Out of the blue, the landlady writes to ask what the backyard looks like now that the cypress trees have been cut down.

I snap a photo and hours later, notice that moss has grown between the bricks on the walk. There is no error here.

In a book I come across the words romantic dogs, penned in the margins. The handwriting is unfamiliar.

Dust filters down in the late afternoon sunlight. The blinds need cleaning.

I cannot remember how many funeral parlors there were between the City Hall and the church.

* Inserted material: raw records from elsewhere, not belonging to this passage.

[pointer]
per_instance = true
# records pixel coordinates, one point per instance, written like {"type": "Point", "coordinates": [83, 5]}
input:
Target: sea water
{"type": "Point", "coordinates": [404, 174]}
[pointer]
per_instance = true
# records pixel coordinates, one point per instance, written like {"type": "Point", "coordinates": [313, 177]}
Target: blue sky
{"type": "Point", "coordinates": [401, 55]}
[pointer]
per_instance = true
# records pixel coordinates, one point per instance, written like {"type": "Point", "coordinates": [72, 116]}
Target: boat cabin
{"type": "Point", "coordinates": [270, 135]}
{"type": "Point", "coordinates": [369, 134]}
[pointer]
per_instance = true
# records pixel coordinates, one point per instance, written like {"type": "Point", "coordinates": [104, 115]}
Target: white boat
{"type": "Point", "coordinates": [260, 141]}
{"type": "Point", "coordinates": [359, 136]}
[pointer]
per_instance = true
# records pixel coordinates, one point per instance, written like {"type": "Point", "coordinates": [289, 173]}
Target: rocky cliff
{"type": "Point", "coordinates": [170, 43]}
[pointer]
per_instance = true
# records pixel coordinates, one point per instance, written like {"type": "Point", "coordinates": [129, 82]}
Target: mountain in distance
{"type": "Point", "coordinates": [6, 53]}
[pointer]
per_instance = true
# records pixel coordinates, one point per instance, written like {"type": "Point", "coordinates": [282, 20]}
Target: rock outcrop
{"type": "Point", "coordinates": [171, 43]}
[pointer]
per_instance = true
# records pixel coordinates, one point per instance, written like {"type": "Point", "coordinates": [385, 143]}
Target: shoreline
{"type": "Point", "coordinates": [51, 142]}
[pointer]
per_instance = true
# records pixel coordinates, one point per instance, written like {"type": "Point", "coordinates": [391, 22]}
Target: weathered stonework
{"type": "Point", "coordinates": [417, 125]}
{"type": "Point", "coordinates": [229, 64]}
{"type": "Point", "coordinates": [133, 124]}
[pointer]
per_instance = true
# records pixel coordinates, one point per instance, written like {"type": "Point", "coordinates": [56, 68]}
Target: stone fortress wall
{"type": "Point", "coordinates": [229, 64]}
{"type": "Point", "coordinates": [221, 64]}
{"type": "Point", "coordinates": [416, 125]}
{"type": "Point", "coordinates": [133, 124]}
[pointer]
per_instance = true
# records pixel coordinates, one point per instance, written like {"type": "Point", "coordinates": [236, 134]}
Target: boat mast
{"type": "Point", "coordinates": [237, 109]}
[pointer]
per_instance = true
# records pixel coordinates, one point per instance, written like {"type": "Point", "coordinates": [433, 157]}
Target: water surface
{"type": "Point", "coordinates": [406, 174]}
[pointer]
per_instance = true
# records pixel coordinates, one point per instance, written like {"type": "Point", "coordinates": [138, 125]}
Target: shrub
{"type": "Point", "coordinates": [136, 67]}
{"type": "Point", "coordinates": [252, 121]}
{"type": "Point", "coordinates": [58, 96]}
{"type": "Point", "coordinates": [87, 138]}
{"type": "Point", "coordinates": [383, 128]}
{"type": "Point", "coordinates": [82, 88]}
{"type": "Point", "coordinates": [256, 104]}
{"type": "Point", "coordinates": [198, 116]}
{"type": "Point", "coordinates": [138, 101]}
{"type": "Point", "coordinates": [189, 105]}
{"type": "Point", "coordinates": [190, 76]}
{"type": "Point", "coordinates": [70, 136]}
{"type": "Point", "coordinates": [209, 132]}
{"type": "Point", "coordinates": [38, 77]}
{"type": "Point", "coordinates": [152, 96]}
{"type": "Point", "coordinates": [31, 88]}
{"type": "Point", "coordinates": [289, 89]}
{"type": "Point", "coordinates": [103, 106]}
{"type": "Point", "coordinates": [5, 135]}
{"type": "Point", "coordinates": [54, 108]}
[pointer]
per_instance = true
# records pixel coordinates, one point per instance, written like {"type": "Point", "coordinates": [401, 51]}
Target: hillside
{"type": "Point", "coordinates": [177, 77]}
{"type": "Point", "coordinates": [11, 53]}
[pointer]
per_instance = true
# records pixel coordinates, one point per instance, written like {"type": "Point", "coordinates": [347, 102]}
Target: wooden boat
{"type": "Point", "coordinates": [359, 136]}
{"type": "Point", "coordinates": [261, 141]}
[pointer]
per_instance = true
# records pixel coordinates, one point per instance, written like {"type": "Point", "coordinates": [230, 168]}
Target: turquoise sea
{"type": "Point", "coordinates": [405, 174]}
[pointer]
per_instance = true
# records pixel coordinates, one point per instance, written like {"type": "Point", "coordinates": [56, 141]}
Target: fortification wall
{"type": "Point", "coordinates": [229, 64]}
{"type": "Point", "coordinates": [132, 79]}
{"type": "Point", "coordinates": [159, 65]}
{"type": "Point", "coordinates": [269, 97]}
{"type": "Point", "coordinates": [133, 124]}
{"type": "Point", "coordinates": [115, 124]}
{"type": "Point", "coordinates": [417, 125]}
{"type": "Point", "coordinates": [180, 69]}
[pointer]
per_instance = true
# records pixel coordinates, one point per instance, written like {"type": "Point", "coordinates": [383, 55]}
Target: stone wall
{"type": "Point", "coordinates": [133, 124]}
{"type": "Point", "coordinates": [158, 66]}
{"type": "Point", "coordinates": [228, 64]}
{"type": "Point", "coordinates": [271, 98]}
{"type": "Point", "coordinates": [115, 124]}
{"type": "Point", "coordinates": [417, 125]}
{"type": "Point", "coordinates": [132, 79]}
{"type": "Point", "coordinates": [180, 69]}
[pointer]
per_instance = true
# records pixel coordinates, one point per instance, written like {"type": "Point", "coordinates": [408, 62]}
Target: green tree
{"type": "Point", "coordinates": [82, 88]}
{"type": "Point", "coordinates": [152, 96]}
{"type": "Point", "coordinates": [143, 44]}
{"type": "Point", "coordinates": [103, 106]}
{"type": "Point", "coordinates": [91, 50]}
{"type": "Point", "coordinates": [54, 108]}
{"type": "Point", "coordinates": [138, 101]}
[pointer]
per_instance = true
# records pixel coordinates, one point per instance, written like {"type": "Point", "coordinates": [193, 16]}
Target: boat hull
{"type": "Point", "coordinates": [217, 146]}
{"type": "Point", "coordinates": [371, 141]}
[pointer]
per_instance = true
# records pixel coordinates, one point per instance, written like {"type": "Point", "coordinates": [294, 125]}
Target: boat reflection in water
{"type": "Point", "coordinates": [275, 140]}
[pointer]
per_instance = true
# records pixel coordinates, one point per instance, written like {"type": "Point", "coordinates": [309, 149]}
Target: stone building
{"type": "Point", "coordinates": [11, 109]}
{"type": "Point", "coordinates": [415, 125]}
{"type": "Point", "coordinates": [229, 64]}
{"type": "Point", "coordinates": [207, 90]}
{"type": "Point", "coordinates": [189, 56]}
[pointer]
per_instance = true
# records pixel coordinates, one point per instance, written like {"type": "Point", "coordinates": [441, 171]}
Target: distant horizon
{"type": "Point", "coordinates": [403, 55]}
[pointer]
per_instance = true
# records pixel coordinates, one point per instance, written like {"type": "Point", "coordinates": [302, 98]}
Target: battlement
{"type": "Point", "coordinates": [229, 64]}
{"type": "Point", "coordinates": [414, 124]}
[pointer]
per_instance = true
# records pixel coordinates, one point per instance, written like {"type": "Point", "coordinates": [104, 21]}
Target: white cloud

A stand of pampas grass gave me my first paper cut. Green against gravel. And then the surprising streak of blood.

 

In response to an entry from the Morning Porch.

Accomplishment

“The path is not the work. I hope your tracks have grown over; I hope birds ate the crumbs; I hope you will toss it all and not look back….” ~ Annie Dillard

So much work: sribbling and starting over, and scribbling again. Scrubbing and wiping, cleaning, scraping. The moon rises above the tree line. At dawn it disappears, coin plinked back into its porcelain bank. What will it all weigh, at the end of this life? I have a friend who has signed up her daughter for classes since she was three: ballet, tap,
jazz, piano, flute, violin, guitar. Another is fluent in five languages, and is hard at work learning a sixth. What can I be proud of today? I scramble two eggs before 8 am, and through the kitchen windows hear the scree of a bird. Before noon, I read the word “frisson” in a poem and am slightly, inexplicably cheered. Do you hear the train whistle, the neighbors slamming car doors in their driveways? There’s a bill for three years’ worth of water that came through the pipes. I daub scent on my wrists and inhale a border of verbena, flowering in the sun. Before bed, I will hold the detachable chrome rainfall showerhead in my hand and wash my hair in the tub, admire the wealth of each clear droplet swirling away in the drain.

 

In response to Complaint and small stone (98) (99) (100).